Unlocking land for housing requires removing the constraints to, and thus lowering the costs of, obtaining formal land that is well-connected to the city. These include:

  1. Stringent land-use regulation. Although land-use regulation is often essential for effective zoning and infrastructure rationing, it can hugely raise the cost of land. Land-use regulations in San Francisco for example have increased house prices 20-40%1. This can be even more problematic in the developing world where land-use restrictions are often a legacy of colonial planning laws, completely removed from the needs of ordinary citizens. In Dar es Salaam, the legal minimum size of a housing lot is 375m2as compared to approximately 30m2 in Philadelphia, US, at similar stages of economic development2. As a result, most urban residents cannot afford to comply with this regulation, frustrating the emergence of a large-scale formal sector housing market to serve this population.
  2. A lack of infrastructure provision to maintain a well-connected supply of urban land. In 19th century London, the underground and commuter-railway system ensured a constantly expanding supply of well-connected urban land for housing. This was key in meeting the city’s rapidly growing demand for housing. New York’s grid system, created in 1811, played a similar role in expanding the effective urban land supply.
  3. Challenges in securing well-located public land for housing can be overcome through reforms to public land management. This enables often under-utilised, and well-located government land to be used for housing development.

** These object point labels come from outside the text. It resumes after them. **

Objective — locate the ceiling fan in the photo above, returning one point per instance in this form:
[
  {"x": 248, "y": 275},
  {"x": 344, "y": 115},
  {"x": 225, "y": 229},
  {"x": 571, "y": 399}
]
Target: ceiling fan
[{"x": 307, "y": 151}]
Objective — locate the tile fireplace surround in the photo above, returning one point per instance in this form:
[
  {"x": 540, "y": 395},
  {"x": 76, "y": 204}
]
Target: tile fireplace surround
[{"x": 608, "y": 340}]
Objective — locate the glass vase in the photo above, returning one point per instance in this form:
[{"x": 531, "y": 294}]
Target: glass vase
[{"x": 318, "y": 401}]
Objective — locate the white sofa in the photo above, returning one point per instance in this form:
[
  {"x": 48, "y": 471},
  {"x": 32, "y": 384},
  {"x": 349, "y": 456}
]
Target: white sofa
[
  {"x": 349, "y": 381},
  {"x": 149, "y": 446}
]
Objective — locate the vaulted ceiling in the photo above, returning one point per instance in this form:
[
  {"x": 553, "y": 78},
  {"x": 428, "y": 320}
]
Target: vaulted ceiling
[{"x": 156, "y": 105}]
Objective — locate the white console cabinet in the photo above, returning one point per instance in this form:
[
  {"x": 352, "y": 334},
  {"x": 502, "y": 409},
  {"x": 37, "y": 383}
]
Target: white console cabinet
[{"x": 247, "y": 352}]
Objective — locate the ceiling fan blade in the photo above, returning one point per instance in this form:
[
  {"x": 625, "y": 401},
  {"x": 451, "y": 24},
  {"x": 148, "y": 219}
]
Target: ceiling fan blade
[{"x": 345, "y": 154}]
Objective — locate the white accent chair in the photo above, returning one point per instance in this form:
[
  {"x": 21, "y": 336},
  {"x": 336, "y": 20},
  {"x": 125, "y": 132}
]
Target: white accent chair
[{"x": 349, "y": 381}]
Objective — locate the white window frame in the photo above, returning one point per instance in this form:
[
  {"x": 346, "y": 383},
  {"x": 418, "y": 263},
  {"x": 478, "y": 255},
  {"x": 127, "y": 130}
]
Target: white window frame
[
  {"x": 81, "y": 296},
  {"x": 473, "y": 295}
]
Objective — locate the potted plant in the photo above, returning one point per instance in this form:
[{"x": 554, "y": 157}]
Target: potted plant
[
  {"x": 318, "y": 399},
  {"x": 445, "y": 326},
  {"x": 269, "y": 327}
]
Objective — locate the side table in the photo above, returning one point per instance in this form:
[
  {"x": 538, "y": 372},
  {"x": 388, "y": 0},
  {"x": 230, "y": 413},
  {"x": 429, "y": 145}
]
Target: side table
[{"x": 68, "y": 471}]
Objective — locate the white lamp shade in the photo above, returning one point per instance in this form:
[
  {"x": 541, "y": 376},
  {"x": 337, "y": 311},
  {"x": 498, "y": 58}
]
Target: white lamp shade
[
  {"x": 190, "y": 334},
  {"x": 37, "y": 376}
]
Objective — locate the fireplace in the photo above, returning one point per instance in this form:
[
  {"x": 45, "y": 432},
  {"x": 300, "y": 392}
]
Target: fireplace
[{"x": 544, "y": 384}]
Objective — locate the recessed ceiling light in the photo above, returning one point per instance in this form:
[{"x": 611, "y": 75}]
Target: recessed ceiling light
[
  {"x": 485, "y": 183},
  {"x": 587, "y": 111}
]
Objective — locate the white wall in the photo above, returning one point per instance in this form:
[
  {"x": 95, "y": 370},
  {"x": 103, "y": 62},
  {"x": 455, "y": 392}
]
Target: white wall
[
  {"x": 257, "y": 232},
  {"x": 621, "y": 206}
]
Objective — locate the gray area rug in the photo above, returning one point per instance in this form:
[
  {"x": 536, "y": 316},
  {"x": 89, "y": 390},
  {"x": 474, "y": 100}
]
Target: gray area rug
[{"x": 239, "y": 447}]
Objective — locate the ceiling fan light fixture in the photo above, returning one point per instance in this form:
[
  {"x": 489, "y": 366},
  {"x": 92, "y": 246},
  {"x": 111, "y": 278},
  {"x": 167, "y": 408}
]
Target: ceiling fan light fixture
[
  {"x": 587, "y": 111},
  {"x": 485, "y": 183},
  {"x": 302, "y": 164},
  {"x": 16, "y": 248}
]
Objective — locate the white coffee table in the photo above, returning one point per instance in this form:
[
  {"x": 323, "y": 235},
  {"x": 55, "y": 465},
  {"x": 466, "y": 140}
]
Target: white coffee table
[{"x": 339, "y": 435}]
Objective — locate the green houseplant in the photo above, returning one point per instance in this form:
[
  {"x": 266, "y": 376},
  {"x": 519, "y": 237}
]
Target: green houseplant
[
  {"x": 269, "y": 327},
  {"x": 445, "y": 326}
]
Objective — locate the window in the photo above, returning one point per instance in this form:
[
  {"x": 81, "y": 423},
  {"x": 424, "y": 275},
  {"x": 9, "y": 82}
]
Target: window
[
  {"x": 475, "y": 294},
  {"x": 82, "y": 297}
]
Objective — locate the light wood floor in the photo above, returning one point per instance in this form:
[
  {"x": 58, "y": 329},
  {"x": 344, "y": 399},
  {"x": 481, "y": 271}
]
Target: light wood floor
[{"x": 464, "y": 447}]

Construction sector reforms to increase supply elasticity can include:

  1. Reforming construction regulations. In many cities, regulations on local building materials or incremental housing restrict safe but low-cost construction 3. In Kigali, reforms to legalise the use of local building materials have helped to bring large numbers of informal households into the formal sector.
  2. Streamlining permitting and compliance procedures. A recent study in South Africa showed that the township application process for affordable housing developments can last up to 157 months; this is important because a 24-month delay was found to increase development costs by 175%, translating into a 124% increase in sale price 4. The uncertainty involved also means many investors consider housing to be too risky a sector to invest in.
  3. Reducing monopoly power which limits the competitive incentive of developers to respond to price rises with increases in quantity. Policy to tackle this is challenging, but reforming contractual procedures and stimulating the growth of alternative housing providers can be useful tools.